4. Compatibilizar a folha de pagamento com a atividade exercida
A empresa responsável pela execução de determinada atividade deve possuir profissionais compatíveis com sua operação.
5. Demonstrar independência administrativa
Cada empresa deve possuir processos decisórios coerentes com suas atividades e responsabilidades.
6. Realizar auditorias preventivas
Muitas estruturas foram criadas há anos e jamais passaram por uma revisão jurídica ou tributária aprofundada.
O ambiente fiscal atual é muito diferente daquele existente quando essas estruturas foram concebidas.
O que muda com a Reforma Tributária?
A tendência é de intensificação dos cruzamentos eletrônicos entre:
- Notas fiscais;
- Folha de pagamento;
- Escrituração digital;
- Informações bancárias;
- Declarações acessórias.
Quanto maior a integração tecnológica entre os órgãos fiscalizadores, mais fácil será identificar inconsistências entre a realidade operacional e a estrutura formal das empresas.
CONCLUSÃO
A existência de dois ou mais CNPJs não representa, por si só, qualquer irregularidade.
Entretanto, quando a autonomia jurídica não é acompanhada de autonomia operacional, os riscos aumentam significativamente.
Por isso, a pergunta mais importante não é quantas empresas existem em um grupo econômico.

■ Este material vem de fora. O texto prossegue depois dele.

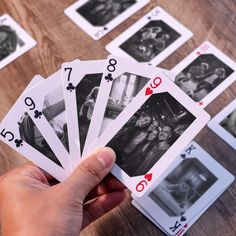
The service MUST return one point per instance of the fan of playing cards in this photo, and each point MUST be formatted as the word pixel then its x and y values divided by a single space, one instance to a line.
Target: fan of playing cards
pixel 137 110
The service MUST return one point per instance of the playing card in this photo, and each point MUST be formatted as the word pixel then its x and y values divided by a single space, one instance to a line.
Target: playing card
pixel 19 132
pixel 122 80
pixel 46 106
pixel 81 81
pixel 205 73
pixel 155 126
pixel 151 39
pixel 224 124
pixel 188 186
pixel 14 41
pixel 97 18
pixel 181 231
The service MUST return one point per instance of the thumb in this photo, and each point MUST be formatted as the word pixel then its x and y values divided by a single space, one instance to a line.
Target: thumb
pixel 90 172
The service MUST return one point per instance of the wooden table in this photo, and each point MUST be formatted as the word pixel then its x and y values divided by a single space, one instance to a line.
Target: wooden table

A pergunta correta é: Cada empresa possui existência real e independente ou apenas existência documental?
Em um ambiente de fiscalização cada vez mais orientado por dados, governança e substância econômica, essa diferença pode representar a fronteira entre uma estrutura segura e um passivo tributário inesperado.
A prevenção continua sendo uma das ferramentas mais eficazes de gestão de riscos. Revisar estruturas societárias e operacionais antes de uma fiscalização costuma ser significativamente menos oneroso do que enfrentar uma autuação após sua constituição.